Imiquimod as a Possible Treatment for Keratoacanthoma

January 2004 | Volume 3 | Issue 1 | Case Reports | 71 | Copyright © January 2004

Neal Bhatia MD

Imiquimod is an immune-response modifier that has the potential to be useful in many dermatological indications (Table 1). To date, the approved use is for condyloma acuminata; approval for use in treating basal cell carcinoma (BCC) has been filed with the FDA and is expected to be approved in the coming months. In the interim, the expansion of the horizons for this immunomodulator depends on the application of the science and immunology behind the drug to the appropriate disease states.

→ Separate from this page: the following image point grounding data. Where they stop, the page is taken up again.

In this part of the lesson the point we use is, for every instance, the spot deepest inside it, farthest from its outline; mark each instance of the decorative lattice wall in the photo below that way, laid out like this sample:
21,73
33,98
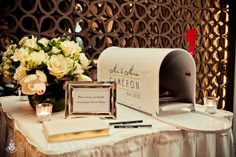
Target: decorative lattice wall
130,23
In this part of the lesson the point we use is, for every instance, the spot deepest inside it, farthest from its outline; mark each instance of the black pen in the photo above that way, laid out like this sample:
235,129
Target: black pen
133,126
126,122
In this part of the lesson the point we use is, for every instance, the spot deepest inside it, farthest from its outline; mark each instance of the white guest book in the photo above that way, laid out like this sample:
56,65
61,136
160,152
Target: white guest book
157,81
72,129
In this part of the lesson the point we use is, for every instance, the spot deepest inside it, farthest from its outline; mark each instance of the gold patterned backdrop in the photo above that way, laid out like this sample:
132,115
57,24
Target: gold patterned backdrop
130,23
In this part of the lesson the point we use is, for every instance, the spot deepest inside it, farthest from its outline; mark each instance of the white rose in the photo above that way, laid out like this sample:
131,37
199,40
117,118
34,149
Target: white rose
20,73
21,54
55,50
36,58
9,50
70,48
59,66
23,40
33,83
43,41
31,43
83,78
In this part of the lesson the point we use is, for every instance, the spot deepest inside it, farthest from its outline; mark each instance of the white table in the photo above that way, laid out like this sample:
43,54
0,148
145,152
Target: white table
19,123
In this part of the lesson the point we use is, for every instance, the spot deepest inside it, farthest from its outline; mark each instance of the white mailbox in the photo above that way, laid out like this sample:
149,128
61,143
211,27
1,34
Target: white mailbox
158,81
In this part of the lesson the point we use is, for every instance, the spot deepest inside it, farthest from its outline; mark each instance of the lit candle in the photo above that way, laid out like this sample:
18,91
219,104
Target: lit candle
211,107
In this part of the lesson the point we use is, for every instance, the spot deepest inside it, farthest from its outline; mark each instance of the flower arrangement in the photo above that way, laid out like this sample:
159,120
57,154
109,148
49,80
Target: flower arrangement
37,63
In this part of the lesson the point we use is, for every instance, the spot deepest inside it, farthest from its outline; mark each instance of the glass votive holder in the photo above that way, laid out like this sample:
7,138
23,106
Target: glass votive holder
44,111
211,104
21,96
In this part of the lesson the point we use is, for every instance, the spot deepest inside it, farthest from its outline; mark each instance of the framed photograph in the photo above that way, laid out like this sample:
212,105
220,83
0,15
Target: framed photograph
85,99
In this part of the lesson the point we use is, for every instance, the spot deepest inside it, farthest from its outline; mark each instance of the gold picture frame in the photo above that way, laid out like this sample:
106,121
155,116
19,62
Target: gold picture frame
88,98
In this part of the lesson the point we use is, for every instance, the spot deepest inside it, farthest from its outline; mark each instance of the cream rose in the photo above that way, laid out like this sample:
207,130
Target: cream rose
36,58
20,73
59,66
21,55
44,41
34,83
70,48
31,43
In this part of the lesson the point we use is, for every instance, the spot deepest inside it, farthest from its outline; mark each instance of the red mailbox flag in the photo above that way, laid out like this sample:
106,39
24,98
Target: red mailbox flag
191,38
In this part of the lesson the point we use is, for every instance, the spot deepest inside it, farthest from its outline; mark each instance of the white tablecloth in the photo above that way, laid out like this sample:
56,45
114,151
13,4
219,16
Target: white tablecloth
19,124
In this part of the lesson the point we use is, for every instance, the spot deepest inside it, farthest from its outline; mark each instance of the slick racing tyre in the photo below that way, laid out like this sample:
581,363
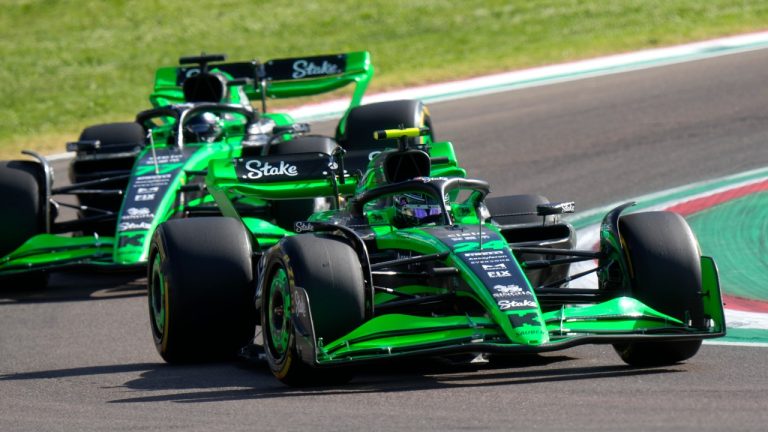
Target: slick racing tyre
666,275
22,215
120,144
328,269
201,289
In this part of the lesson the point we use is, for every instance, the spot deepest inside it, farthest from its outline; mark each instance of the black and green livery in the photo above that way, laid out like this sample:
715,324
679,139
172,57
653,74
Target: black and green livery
359,283
127,178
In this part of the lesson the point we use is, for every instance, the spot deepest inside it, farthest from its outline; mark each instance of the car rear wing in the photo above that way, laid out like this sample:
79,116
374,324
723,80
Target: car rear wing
275,177
274,79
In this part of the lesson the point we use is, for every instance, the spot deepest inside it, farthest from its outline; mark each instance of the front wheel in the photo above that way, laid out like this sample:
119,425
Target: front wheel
201,289
328,269
22,215
666,275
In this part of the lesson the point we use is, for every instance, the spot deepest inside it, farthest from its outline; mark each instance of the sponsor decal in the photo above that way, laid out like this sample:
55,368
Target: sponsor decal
130,240
138,213
530,318
131,226
567,207
509,291
258,169
308,68
515,304
301,227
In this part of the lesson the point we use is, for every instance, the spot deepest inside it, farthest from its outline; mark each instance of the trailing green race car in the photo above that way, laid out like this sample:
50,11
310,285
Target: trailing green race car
415,260
129,177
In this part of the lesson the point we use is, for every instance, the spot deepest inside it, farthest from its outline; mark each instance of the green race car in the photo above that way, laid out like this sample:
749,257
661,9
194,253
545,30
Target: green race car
414,259
127,178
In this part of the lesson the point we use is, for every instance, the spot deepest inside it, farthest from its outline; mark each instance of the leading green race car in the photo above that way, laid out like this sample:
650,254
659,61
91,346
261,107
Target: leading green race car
415,260
127,178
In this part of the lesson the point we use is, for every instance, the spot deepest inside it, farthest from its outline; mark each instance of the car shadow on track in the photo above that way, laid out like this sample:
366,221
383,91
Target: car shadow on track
248,380
79,286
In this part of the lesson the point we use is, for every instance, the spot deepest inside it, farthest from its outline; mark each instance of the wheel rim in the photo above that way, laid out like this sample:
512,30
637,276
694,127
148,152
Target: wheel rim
279,314
157,299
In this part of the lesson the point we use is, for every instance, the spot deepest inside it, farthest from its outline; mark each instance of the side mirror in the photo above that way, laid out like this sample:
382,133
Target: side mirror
555,208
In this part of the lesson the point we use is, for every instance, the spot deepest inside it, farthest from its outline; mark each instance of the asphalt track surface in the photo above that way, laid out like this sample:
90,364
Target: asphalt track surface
79,356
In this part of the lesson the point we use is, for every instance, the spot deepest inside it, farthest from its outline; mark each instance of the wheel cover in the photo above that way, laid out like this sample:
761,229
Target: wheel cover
157,299
279,314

Recent investigations have presented explanations on the possible mechanisms behind the anti-tumor activity of imiquimod, more specifically for its use in treating superficial BCC. There are studies currently underway as well as anecdotal data published for its possible use in treating squamous cell carcinoma (SCC), although this is not as widely accepted for off-label use as BCC among many dermatologists. However, many patients who may not be surgical candidates that present with tumors other than BCC have been successfully treated with imiquimod. This is a case of an elderly patient who could not undergo surgery that presented with a large keratoacanthoma and was clear of her tumor after five months using imiquimod 5% cream on a daily basis.